Depending on the place where an implied DO is used, the items can be variables, including array elements, or expressions.

The meaning of an implied DO is simple: For each possible value of the DO variable, all items (i.e., item-1, item-2, ..., item-n) are listed once and adjacent items are separated by commas.

Examples

• In the following, the DO variable i can have values -1, 0, 1, and 2. The item to be listed is i.

  ( i, i = -1, 2 )
  

  For i=-1, the item listed is -1. For i=0, the item listed is 0. For i=1, the item listed is 1. Finally, for i=2, the item listed is 2. Combining these four cases together, the items listed by the given implied DO are

  -1,  0,  1,  2
  

• In the following, the DO variable i can have values 1, 4, 7 and 10. The items are i and i*i.

  ( i, i*i, i = 1, 10, 3 )
  

  For i=1, the items listed are 1 and 1=1*1. For i=4, the items listed are 4 and 16. For i=7, the items listed are 7 and 49. Finally, for i=10, the items listed are 10 and 100. Combining these four cases together, the items listed by the given implied DO are

  1,  1,  4,  16,  7,  49,  10,  100
  

• In the following, the DO variable is i and the items are a(i) and b(i+1).

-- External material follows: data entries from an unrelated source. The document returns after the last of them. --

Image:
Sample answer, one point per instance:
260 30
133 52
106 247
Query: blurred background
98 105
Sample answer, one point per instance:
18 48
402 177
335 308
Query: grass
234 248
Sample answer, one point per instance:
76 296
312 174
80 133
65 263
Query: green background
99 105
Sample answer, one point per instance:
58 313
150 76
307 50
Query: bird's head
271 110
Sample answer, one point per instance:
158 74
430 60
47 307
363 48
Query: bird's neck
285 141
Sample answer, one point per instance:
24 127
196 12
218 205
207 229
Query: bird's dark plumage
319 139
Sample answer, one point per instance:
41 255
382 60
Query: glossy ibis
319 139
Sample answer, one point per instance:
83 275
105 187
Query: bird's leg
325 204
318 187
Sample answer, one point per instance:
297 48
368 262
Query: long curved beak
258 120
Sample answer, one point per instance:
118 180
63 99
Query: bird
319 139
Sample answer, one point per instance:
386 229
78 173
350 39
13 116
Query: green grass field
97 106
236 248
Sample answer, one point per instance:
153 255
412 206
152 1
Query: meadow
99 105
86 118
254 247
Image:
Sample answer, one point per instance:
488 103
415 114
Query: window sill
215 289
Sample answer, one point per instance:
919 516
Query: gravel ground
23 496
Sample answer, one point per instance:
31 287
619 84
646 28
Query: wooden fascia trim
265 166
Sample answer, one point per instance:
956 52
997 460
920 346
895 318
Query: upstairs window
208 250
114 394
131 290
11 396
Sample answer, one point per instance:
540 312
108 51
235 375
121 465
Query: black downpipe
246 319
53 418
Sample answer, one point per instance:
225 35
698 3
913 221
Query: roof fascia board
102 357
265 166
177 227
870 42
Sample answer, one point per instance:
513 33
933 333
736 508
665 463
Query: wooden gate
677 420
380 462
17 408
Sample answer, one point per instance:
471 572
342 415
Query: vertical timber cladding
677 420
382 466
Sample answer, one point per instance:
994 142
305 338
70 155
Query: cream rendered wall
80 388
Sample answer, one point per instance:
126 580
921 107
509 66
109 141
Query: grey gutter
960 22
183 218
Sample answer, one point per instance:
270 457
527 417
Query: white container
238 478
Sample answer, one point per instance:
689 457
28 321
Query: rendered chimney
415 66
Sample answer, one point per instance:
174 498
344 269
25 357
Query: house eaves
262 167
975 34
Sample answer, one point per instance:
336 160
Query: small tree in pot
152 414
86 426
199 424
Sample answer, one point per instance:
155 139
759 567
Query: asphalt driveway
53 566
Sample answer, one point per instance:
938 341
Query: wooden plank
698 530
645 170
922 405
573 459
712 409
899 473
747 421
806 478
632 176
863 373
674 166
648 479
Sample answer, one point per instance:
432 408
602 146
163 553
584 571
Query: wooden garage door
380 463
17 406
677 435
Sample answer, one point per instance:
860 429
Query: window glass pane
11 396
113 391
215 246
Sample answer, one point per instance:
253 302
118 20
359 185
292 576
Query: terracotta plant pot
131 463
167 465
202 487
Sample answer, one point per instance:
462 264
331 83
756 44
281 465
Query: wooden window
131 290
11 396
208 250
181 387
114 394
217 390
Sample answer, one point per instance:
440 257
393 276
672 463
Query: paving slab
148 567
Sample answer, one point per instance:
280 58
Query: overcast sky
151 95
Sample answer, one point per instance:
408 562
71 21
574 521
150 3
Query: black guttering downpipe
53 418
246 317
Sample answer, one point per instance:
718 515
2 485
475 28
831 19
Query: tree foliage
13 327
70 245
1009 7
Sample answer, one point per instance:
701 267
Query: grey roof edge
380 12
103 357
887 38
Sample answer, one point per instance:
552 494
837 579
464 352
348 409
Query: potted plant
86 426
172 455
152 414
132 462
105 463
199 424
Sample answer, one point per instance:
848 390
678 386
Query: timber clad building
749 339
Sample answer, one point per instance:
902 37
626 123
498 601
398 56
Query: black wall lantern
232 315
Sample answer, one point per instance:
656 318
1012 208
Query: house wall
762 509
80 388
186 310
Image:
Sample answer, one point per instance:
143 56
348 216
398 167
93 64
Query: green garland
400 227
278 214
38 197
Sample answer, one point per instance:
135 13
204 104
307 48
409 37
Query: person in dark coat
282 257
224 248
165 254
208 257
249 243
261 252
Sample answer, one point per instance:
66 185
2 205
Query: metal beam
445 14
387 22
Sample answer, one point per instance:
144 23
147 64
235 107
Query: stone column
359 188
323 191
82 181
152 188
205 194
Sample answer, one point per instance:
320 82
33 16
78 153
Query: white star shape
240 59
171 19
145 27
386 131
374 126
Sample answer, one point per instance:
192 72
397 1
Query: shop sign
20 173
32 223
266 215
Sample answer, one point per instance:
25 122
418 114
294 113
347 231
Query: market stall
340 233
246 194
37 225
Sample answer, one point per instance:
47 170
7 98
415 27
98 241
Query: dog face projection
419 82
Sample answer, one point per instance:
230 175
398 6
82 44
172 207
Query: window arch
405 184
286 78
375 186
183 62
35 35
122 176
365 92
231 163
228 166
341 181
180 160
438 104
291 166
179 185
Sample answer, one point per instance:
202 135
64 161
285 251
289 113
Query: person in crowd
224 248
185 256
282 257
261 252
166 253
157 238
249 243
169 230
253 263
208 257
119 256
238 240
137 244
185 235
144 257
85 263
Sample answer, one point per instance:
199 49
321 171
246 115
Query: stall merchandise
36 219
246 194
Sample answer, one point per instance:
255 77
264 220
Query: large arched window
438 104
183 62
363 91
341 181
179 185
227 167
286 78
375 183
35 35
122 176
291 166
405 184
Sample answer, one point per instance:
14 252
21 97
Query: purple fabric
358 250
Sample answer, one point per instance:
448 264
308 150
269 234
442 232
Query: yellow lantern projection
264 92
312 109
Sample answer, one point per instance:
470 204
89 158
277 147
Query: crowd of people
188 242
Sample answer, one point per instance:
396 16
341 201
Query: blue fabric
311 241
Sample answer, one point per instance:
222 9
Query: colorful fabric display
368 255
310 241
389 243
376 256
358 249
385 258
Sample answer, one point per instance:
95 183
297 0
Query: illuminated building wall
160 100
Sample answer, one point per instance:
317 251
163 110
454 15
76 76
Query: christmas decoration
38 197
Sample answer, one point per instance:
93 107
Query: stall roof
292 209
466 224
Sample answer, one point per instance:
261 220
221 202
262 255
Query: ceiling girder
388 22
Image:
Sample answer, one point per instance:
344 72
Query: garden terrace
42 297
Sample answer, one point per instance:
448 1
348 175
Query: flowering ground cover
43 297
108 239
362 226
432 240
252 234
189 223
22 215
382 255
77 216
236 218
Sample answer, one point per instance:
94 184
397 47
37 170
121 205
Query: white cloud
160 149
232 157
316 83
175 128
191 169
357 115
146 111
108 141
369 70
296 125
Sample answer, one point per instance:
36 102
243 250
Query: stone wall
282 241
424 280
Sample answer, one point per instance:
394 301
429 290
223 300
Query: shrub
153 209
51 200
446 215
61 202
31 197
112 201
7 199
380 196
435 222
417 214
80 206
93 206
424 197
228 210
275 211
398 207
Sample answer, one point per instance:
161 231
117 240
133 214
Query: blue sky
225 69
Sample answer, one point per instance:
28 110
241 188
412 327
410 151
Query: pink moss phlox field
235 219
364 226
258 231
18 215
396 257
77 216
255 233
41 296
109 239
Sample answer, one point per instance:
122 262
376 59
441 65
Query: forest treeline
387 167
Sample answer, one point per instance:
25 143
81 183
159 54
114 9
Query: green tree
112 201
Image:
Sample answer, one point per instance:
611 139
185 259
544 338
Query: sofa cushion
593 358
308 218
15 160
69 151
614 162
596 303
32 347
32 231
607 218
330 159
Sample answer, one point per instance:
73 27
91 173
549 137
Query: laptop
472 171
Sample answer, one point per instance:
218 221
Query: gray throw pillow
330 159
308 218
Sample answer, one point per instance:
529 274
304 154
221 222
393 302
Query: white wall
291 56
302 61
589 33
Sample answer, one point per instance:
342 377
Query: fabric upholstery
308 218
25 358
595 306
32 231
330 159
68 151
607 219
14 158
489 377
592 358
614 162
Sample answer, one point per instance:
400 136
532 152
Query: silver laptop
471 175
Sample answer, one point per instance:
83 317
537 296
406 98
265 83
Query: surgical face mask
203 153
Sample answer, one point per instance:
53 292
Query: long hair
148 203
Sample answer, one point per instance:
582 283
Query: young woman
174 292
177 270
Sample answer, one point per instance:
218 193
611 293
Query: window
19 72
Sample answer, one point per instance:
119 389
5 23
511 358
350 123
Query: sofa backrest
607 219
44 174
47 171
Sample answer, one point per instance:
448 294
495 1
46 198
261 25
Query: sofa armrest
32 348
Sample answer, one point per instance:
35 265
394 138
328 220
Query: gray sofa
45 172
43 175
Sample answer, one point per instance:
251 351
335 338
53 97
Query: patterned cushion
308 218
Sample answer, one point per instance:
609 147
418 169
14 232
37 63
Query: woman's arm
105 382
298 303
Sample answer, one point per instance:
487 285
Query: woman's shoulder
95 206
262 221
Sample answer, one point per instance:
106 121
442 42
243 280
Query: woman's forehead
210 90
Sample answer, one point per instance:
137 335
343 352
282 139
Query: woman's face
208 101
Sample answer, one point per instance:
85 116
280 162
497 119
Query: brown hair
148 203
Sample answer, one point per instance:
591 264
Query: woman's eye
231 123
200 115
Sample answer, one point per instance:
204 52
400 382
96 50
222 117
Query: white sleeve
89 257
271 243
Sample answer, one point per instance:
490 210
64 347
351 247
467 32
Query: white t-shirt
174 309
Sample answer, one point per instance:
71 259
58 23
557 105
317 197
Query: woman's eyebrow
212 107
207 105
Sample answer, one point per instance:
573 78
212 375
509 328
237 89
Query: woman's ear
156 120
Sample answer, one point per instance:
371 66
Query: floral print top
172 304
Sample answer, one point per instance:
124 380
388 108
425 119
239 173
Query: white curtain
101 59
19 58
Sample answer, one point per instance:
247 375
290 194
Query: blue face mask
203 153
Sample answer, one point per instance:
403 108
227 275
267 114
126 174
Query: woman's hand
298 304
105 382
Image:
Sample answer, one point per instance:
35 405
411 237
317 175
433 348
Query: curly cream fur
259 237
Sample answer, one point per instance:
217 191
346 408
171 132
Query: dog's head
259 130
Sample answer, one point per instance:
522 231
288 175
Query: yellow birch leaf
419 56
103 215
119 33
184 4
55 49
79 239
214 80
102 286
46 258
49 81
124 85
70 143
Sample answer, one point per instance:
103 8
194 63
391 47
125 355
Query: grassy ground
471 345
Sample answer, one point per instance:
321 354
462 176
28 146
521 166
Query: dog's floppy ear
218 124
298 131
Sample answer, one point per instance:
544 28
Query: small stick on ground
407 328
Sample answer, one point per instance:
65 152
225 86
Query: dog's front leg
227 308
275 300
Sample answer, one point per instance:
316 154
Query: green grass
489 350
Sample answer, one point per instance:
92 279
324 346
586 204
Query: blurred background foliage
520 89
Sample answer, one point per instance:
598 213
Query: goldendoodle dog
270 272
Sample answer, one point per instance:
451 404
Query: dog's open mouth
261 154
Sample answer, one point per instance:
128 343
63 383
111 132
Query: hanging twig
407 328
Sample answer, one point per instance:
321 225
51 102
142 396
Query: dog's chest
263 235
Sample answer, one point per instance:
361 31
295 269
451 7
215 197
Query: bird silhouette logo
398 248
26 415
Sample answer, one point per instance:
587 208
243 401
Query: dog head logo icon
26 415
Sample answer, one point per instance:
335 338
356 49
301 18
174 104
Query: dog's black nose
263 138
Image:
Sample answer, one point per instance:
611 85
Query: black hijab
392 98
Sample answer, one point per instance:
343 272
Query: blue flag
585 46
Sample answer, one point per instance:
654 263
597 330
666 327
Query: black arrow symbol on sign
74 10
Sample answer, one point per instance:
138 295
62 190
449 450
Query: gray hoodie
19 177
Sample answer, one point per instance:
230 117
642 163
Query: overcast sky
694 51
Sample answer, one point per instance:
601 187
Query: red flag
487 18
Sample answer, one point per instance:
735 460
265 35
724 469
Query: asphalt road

  ( a(i), b(i+1), i = 1, 3 )
  

  For i=1, the listed items are a(1) and b(2). For i=2, the listed items are a(2) and b(3). For i=3, the listed items are a(3) and b(4). In summary, there are six items listed as i goes from 1 to 3:

  a(1),   b(2),   a(2),   b(3),   a(3),   b(4)
  

• The following implied DO has three items and the DO variable k runs from 3 to -3 with a step size -3.

  ( k*a(k), b(k)-c(k-1), k, k = 3, -3, -3 )
  

  For k=3, the listed items are 3*a(3), b(3)-c(2) and 3. For k=0, the listed items are 0*a(0), b(0)-c(-1) and 0. For k=-3, the listed items are (-3)*a(-3), b(-3)-c(-4) and -3. Therefore, there are nine listed items:

  3*a(3), b(3)-c(2), 3, 0*a(0), b(0)-c(-1), 0, (-3)*a(-3), b(-3)-c(-4), -3
  

Nested Implied DOs

• The following implied DO contains an inner implied DO.

  ( i, ( i*j, j = 1, 3), i = 1, 3)
  

  For i=1, the listed items are 1 and (1*j, j=1,3). For i=2, the listed items are 2 and (2*j, i=1,3). For i=3, the listed items are 3 and (3*j, j=1,3). Thus, without expanding the inner implied DO-loops, the listed items are

  1,  (1*j, j=1,3),  2,  (2*j, j=1,3),  3,  (3*j, j=1,3)
  

  Since (1*j, j=1,3) would generate 1*1, 1*2 and 1*3, (2*j, j=1,3) would generate 2*1, 2*2 and 2*3, and (3*j, j=1,3) would generate 3*1, 3*2 and 3*3, the given nested implied DO-loop generates 12 items as listed below:

  1,  1*1,  1*2,  1*3,  2,  2*1,  2*2,  2*3,  3,  3*1,  3*2,  3*3
  

• The outer implied DO has a DO variable i running from 1 to 3. The only item in the outer DO is (a(i)*b(j), j=1, 2).

  ((a(i)*b(j), j=1, 2), i=1, 3)
  

  For i=1, the listed item is (a(1)*b(j),j=1,2). For i=2, the listed item is (a(2)*b(j),j=1,2). For i=3, the listed item is (a(3)*b(j),j=1,2). Therefore, after unrolling the outer implied DO, we have:

  (a(1)*b(j),j=1,2),  (a(2)*b(j),j=1,2),  (a(3)*b(j),j=1,2)
  

  There is no nested implied DOs in the above. Since j runs from 1 to 2, expanding these three loops yields

  a(1)*b(1),  a(1)*b(2),  a(2)*b(1),  a(2)*b(2),  a(3)*b(1),  a(3)*b(2)
  

• The inner and outer loops are not interchangeable.

  ((a(i)*b(j), i=1, 3), j=1, 2)
  

  The above is almost identical to the previous one, except that i=1,3 and j=1,2 change their positions. The result is:

  a(1)*b(1),  a(2)*b(1),  a(3)*b(1),  a(1)*b(2),  a(2)*b(2),  a(3)*b(2)
  

  This list is different from the one in the previous example.